"For a man who no longer has a homeland, writing becomes a place to live"
T. Adorno
I remember exactly how I felt the minute I closed the door behind me after moving into my new flat in Prague. After a heart-wrenching break-up that was drawn out over many months back in England, I'd seen my ex-partner off at the main train station known as "hlavní nádraží" so he could travel on to his new partner. In that moment as I stood in my new surroundings, I was in 'emergency mode'. Minute by minute it was my job to survive and stay the right side of the edge of sanity. I was filled with a caffeine-like alertness to the loss I'd been through. I felt like I was in shock after surgery. As though they had removed a ventricle and replaced it with a machine instead. Except I would need to remember to keep breathing, to put one foot in front of the other to keep moving, lest the machine also forgot how to do its job.
That was late summer 2010. Gradually the temperature dropped and sunny days became a thing of the past. The Czech autumn turned into a very harsh winter and soon I was facing Christmas. It bore down on me with a pressure and shame that only being single in a family-obsessed country can generate. Ultimately, I was saved by a nasty cold forcing me to stay in bed and look after myself, which got me through to a day or so before New Year's Eve.
In my lemsip haze, I made a decision to send a sort of 'message in a bottle' to the universe to test my idea that I should pursue writing in some way. I told myself that I would write to a journalist and if I got a reply, I would take that as a sign. I picked up an old article I'd saved from a newspaper and sent an email to the author. A day later, I received a generous response, telling me that he sensed I must know how to survive tough times, so I should go ahead and test the waters with my writing.

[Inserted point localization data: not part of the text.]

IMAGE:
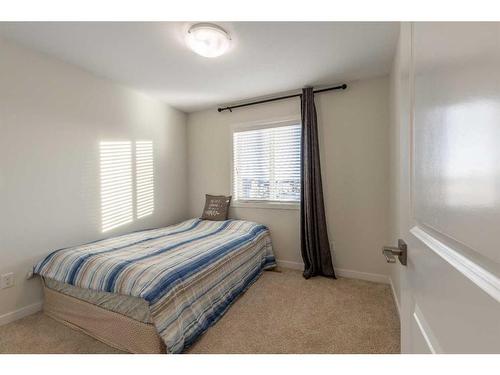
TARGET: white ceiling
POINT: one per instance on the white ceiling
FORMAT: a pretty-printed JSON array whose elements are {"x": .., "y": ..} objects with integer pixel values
[{"x": 265, "y": 57}]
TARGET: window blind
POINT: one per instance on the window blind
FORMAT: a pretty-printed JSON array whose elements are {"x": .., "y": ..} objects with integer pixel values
[{"x": 266, "y": 164}]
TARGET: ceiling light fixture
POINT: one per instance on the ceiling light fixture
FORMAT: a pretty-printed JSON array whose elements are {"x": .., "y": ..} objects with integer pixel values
[{"x": 208, "y": 40}]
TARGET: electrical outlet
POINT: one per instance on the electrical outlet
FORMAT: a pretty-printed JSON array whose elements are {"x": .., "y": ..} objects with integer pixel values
[{"x": 7, "y": 280}]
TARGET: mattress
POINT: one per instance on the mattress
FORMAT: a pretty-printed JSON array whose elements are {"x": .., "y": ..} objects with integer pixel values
[
  {"x": 188, "y": 274},
  {"x": 132, "y": 307}
]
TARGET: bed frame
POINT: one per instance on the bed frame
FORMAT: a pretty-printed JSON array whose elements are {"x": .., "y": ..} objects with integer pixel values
[{"x": 114, "y": 329}]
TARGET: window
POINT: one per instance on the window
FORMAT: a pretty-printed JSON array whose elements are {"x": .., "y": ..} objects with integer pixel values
[
  {"x": 266, "y": 164},
  {"x": 119, "y": 175},
  {"x": 144, "y": 178}
]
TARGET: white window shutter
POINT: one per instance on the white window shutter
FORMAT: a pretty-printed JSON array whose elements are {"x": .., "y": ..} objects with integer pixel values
[{"x": 266, "y": 164}]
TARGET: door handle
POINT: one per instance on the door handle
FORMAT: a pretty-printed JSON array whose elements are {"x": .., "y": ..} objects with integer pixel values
[{"x": 390, "y": 253}]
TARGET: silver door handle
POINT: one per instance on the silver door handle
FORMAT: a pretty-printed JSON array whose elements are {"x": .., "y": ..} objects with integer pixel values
[{"x": 390, "y": 253}]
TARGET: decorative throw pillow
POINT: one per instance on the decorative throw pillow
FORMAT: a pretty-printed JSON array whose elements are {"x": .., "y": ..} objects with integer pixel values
[{"x": 216, "y": 207}]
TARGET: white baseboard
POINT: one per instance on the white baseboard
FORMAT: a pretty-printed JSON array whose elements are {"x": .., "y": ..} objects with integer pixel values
[
  {"x": 396, "y": 301},
  {"x": 21, "y": 313},
  {"x": 342, "y": 272}
]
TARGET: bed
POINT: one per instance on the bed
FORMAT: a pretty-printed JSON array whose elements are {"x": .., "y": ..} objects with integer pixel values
[{"x": 156, "y": 290}]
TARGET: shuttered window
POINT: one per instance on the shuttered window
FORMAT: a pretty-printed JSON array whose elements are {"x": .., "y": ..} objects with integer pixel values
[{"x": 266, "y": 164}]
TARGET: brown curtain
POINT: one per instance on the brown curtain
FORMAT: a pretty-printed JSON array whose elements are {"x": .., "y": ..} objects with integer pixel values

Having had that one little positive indication, I followed in the footsteps of other blogs I read, namely www.belgianwaffling.com or http://mccookerybook.blogspot.com/ and set up a blogger page. I called it, 'Letters From the Edge of the Platform' in reference to the train station-related beginning of my move here. Bit by bit, I began to uncover a greater priority in my life. My day job was just a day job. And woe betide anyone who rubbed me up the wrong way, because I would get my revenge in an internet instant with a blogpost full of descriptive venom for their atrocious behaviour.
I realised that this frivolous-seeming occupation was in fact helping me develop another side to myself. I began to love what I could do with words and marvelled in, "the soft and soothing attempts of scrolling through my brain for just the right match of word for my mood [...] The sense of wistful wallowing in a field of language." Writing had become my new companion.
I also gained another companion. I got invited on a date, which turned into other dates. Before I knew it I was writing a blogpost entitled, "Love and other tragedies", beginning: "God save me - I think I've fallen in love. This is not very 'me'. I'm meant to be dynamic and fiercely independent and cynical." That 'love' (or tragedy) turned into a relationship and I tentatively started to explore the prospects of where this whole new lifestyle could lead me.
So far, I have known highs and lows in equal measure, including paid writing work and a wonderful holiday beyond my wildest dreams but also having to move out of my flat and find somewhere else to live just as I thought things must be looking up. Did writing a blog 'save me' from great hardship? Certainly not. Did it bring a little light at the end of the tunnel with which to see my way through the next challenge? Thankfully, yes.